Old Man Eddie, the homeless guy who lived in the alley, poked his head out. He was sitting on his box between two Dumpsters—his favorite spot because from his perch he could see both the courtyard and the street. He was always chipper and smiling, but tonight his smile was devoid of its usual wattage.
“Any of your wishes come true yet?” he asked.
“Not yet. Are you okay?”
He lifted a shoulder. “Waiting for my holiday cheer to kick in.”
A lot of people in the building took turns making sure Eddie had everything he needed, but mostly it was Spence, herself, and Elle in charge. They’d tried getting him into a shelter several times but he preferred his alley. She peered over and could see why he hadn’t found his holiday cheer yet: it was dark and dank. “Brought you dinner,” she said and handed him her doggie bag. “Lobster linguine. Bad for our diet, but totally amazing.”
“Thanks, dudette. What’s the hurry? Bad date?”
“Worse,” she said. “Great date.”
Clutching the leftovers, he nodded like he got it all too well. “Thanks for dinner. Think I’ll walk to the Presidio first though. All the Victorians are decorated with wreaths and lights, and some of them have baskets of candy out.”
“Be safe,” she said and watched him go, her own problems dissolving as her mind raced to find a way to help Eddie find his cheer.
And then it came to her.
Changing directions, she ran to her shop. Quickly letting herself in, she pulled down a string of lights that she’d put up along her checkout counter. She grabbed an extension cord and her staple gun too. Less than three minutes later she was in Eddie’s alley, stapling the string of lights above his spot—between the two Dumpsters.
Stepping back, she eyed her work. The lights lit the alley up in brilliant colors, warming the area and giving some cheer to it as well. Nodding in satisfaction, she left.
When she exited the elevator on the fourth floor five minutes later she was shaking with cold and so deep into her own thoughts that the tall, built shadow of a man standing there scared her nearly out of her own skin.
“Dammit, Keane,” she gasped, hand to her heart. “You startled me.”
“Did you really just decorate the alley for the homeless guy that lives there?” he asked.
“Maybe. And his name is Eddie.”
Keane’s eyes were warm and went a long way toward heating her up. So did his smile.

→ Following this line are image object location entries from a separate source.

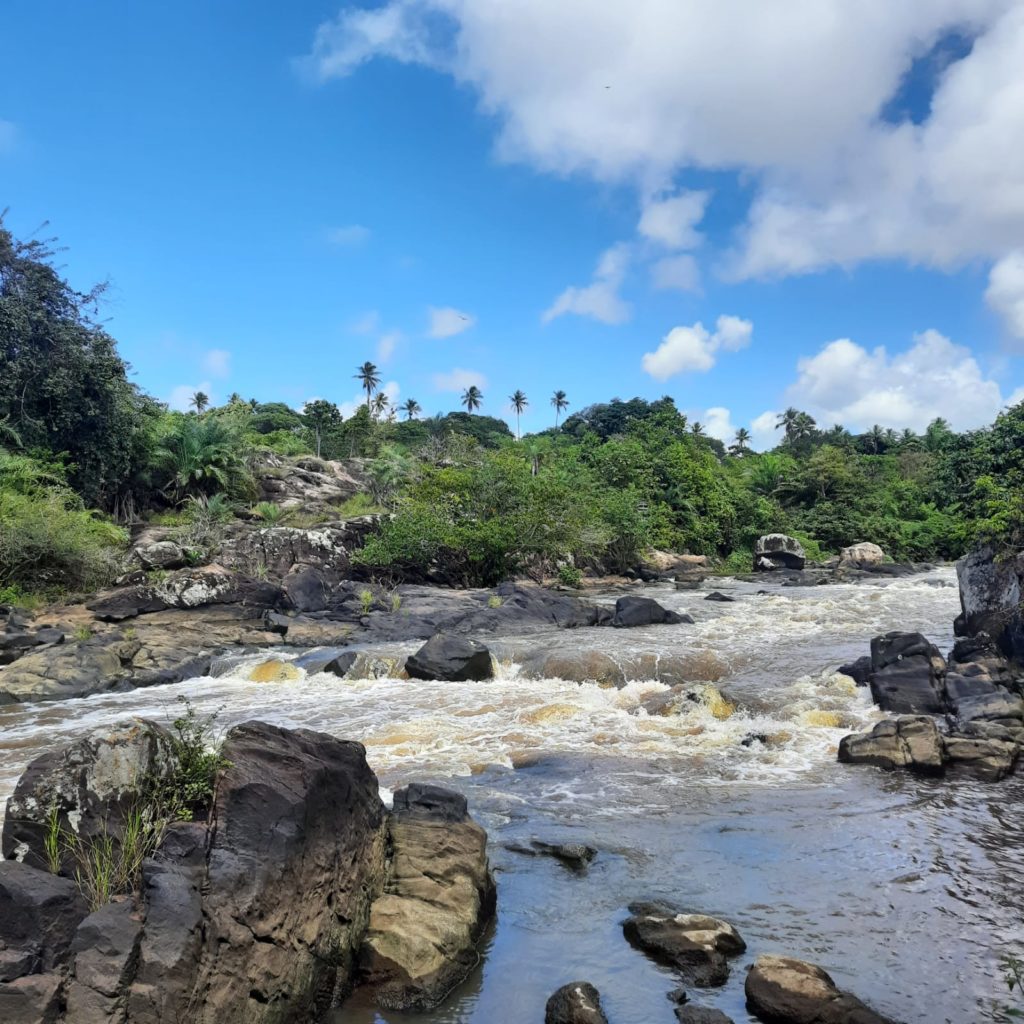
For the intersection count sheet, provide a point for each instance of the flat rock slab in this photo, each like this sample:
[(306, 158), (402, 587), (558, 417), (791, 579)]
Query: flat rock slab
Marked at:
[(696, 945), (782, 990)]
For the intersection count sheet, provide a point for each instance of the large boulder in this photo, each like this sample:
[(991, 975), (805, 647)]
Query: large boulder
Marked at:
[(907, 675), (782, 990), (438, 898), (84, 790), (577, 1003), (859, 555), (697, 946), (904, 742), (633, 611), (776, 551), (293, 863), (991, 591), (451, 658)]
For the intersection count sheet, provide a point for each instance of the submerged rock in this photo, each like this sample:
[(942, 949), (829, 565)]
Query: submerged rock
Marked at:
[(577, 1003), (633, 611), (694, 944), (782, 990), (451, 658), (776, 551), (439, 896)]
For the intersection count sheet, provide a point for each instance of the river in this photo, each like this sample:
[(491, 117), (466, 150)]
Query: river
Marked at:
[(906, 890)]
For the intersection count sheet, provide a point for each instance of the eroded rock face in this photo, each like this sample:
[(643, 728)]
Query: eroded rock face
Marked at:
[(438, 898), (577, 1003), (782, 990), (451, 658), (697, 946), (777, 551), (90, 785)]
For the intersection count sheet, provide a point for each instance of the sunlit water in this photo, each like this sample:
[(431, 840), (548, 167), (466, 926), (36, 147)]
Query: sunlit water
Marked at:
[(907, 890)]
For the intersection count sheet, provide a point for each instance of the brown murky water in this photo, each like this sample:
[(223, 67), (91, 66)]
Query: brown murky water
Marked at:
[(906, 890)]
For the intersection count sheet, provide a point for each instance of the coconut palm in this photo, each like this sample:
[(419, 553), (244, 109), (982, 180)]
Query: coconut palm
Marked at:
[(560, 403), (370, 379), (472, 398), (519, 402)]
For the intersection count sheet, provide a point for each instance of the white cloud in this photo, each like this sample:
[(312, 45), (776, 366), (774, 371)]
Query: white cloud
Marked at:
[(350, 235), (217, 363), (8, 135), (676, 272), (644, 91), (1006, 291), (459, 380), (600, 299), (672, 221), (386, 343), (366, 323), (180, 397), (446, 322), (845, 383), (693, 349)]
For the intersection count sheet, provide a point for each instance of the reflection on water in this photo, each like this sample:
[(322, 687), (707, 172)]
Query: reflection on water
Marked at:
[(907, 890)]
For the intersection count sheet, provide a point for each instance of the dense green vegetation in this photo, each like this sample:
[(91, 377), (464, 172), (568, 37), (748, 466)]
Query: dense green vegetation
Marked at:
[(82, 451)]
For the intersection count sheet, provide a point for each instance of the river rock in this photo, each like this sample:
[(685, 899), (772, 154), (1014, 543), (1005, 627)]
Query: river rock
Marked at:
[(776, 551), (782, 990), (90, 784), (911, 742), (633, 611), (694, 944), (577, 1003), (861, 555), (991, 590), (907, 675), (451, 658), (438, 898)]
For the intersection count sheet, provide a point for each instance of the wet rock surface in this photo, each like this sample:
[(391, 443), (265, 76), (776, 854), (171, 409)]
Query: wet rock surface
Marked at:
[(782, 990)]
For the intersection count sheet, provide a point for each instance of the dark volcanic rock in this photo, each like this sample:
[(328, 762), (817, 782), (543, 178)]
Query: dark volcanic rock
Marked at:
[(781, 990), (633, 611), (907, 675), (694, 944), (577, 1003), (451, 658)]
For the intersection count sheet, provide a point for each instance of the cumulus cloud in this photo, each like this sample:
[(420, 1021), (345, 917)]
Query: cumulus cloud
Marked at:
[(694, 349), (459, 380), (600, 299), (448, 322), (350, 235), (217, 363), (676, 272), (846, 383), (636, 93), (1006, 292)]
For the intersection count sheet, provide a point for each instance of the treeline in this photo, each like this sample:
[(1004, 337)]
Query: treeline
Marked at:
[(83, 450)]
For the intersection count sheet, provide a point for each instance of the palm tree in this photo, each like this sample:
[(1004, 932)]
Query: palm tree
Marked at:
[(370, 379), (380, 403), (472, 397), (519, 402), (560, 402)]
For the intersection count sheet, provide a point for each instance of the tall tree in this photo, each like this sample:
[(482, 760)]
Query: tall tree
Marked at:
[(560, 403), (519, 402), (370, 379), (472, 397)]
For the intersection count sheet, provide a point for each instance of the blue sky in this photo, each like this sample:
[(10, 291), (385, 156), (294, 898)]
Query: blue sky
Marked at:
[(616, 200)]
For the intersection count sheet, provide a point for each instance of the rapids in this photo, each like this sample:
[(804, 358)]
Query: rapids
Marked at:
[(906, 890)]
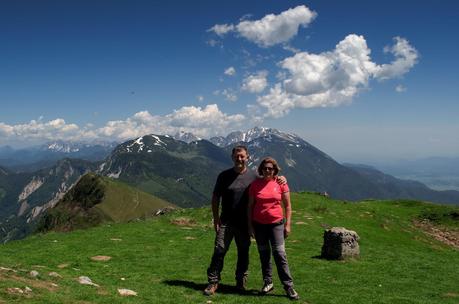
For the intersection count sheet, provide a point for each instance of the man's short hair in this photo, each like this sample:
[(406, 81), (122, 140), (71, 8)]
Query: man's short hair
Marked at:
[(239, 148)]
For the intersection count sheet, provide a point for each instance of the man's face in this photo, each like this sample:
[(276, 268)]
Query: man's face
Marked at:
[(240, 158)]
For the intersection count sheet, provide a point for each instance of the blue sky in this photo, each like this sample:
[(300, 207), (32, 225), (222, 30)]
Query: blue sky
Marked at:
[(361, 80)]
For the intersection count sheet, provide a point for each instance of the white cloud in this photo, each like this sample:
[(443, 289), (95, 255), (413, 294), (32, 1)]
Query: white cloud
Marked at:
[(400, 89), (255, 83), (39, 130), (332, 78), (271, 29), (231, 71), (406, 56), (221, 29), (229, 95), (204, 122)]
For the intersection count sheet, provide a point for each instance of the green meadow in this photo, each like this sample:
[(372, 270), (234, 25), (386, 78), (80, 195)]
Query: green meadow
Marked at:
[(164, 259)]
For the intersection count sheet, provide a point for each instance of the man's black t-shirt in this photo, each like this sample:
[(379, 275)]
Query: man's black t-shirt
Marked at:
[(233, 188)]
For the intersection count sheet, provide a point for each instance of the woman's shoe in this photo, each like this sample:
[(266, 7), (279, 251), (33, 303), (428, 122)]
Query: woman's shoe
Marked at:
[(291, 293), (267, 287)]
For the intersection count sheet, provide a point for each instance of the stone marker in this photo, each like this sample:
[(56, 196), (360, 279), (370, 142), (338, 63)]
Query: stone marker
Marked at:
[(126, 292), (340, 243), (86, 281), (34, 274), (102, 258)]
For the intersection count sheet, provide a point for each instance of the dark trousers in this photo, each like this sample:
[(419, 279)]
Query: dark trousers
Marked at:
[(271, 237), (222, 243)]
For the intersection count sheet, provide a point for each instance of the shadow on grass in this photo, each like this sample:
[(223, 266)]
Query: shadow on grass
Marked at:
[(222, 288)]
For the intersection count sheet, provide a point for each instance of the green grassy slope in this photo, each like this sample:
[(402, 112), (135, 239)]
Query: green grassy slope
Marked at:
[(123, 202), (164, 259), (96, 199)]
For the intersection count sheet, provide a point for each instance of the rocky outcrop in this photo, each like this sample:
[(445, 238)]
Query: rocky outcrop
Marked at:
[(30, 188), (340, 244)]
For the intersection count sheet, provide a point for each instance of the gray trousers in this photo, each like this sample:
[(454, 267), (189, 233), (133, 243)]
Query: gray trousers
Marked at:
[(271, 236), (222, 243)]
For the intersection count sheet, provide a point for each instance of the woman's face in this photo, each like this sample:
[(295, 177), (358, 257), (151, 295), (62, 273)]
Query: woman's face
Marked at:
[(268, 170)]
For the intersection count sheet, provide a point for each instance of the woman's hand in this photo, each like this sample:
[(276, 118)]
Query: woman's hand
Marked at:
[(217, 224), (286, 231), (251, 231)]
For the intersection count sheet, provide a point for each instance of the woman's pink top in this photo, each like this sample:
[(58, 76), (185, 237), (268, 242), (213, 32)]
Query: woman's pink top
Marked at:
[(267, 196)]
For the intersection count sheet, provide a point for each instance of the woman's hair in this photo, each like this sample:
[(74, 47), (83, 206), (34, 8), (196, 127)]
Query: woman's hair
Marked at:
[(268, 160)]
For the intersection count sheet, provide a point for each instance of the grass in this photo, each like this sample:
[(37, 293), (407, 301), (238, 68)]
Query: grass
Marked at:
[(165, 259)]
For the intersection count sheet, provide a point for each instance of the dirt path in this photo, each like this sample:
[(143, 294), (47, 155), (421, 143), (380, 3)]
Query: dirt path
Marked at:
[(444, 235)]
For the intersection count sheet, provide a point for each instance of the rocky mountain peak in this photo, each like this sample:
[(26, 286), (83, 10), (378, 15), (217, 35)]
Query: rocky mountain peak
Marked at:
[(186, 137), (253, 134)]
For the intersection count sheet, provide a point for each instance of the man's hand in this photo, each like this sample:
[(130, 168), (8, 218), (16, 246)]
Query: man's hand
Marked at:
[(286, 231), (217, 223), (281, 180)]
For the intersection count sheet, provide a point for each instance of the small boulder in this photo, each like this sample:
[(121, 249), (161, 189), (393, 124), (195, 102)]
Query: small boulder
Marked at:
[(34, 273), (101, 258), (86, 281), (340, 244), (126, 292)]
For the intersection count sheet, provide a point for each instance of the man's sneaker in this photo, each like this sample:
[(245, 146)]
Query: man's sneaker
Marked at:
[(291, 293), (267, 287), (241, 284), (211, 289)]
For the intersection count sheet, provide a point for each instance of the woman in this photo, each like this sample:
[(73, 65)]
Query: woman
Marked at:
[(267, 224)]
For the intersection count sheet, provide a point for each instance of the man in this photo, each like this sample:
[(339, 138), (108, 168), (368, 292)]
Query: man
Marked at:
[(232, 188)]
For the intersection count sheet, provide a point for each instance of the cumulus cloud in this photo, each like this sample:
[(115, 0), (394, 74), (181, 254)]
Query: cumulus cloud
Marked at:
[(202, 121), (229, 95), (406, 56), (255, 83), (332, 78), (400, 89), (271, 29), (221, 29), (231, 71)]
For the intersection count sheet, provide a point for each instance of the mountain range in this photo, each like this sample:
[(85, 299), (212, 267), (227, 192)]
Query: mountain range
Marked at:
[(34, 158), (181, 170)]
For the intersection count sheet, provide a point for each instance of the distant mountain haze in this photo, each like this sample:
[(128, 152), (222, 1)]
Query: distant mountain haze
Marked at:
[(182, 169)]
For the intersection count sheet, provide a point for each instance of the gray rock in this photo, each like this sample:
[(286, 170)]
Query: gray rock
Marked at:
[(34, 274), (340, 244)]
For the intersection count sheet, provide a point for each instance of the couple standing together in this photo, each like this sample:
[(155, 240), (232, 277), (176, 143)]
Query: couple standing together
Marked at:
[(251, 206)]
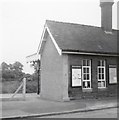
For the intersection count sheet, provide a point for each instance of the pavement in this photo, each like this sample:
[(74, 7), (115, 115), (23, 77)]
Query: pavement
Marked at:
[(33, 106)]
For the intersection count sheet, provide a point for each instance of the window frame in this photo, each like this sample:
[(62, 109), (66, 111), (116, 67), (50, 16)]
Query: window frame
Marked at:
[(112, 66), (76, 66), (101, 67), (83, 73)]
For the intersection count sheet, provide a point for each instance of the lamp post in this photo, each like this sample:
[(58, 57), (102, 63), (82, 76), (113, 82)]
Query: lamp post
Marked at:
[(38, 70)]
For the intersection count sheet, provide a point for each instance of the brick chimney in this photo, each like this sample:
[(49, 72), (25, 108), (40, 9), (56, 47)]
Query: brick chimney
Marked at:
[(106, 14)]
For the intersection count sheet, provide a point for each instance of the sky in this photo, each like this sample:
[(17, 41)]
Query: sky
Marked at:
[(22, 22)]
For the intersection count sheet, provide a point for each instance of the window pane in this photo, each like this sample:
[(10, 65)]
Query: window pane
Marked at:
[(84, 76), (99, 83), (87, 76), (103, 62), (87, 70), (84, 70), (98, 63), (84, 62), (99, 76), (99, 70), (88, 62), (88, 84), (102, 70), (103, 76), (84, 85)]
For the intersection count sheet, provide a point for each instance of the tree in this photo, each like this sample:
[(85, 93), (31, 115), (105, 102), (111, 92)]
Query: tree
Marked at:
[(17, 68)]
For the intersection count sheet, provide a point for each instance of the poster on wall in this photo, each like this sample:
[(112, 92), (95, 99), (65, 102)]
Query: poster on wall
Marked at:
[(76, 76), (112, 74)]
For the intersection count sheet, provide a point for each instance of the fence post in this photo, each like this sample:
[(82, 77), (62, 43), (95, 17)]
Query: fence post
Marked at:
[(24, 87)]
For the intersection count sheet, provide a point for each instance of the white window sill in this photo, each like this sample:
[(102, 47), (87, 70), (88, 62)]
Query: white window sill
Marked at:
[(87, 89)]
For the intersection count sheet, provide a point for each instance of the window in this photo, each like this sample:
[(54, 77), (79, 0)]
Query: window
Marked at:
[(112, 74), (86, 74), (76, 76), (101, 74)]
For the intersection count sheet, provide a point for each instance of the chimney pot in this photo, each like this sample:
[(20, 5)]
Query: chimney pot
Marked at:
[(106, 14)]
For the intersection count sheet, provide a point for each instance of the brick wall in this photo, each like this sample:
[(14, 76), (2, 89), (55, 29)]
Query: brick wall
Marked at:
[(110, 90)]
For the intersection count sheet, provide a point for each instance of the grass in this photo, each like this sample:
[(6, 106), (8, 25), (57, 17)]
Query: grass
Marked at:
[(11, 86)]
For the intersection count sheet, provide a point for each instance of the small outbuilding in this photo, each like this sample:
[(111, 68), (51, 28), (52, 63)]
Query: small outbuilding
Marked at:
[(79, 61)]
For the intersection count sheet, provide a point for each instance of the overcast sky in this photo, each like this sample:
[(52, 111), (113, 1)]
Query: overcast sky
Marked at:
[(22, 21)]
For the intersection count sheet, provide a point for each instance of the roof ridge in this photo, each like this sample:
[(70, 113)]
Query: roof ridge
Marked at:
[(63, 22)]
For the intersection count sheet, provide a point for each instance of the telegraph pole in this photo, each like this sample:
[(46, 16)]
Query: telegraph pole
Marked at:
[(38, 70)]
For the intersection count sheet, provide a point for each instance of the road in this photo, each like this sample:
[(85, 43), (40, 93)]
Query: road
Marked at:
[(106, 113)]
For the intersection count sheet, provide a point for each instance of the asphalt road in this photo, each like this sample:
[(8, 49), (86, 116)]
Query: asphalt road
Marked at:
[(106, 113)]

“Are you laughing at me?” she asked.
“I’d never laugh at a woman who decorates dark alleys and carries a mean stapler gun at crotch level.”
She looked down at the tool in her hand and rolled her eyes. “The alley looked lonely.”
“You mean Eddie looked lonely and you wanted to do something for him.”
He tipped her face up and she found his eyes more serious now. “You’re pretty amazing,” he said. “You know that?”
She squirmed a little bit at the unexpected praise but he didn’t give her any room. “If I ask you a serious question, Willa, will you give me an honest answer?”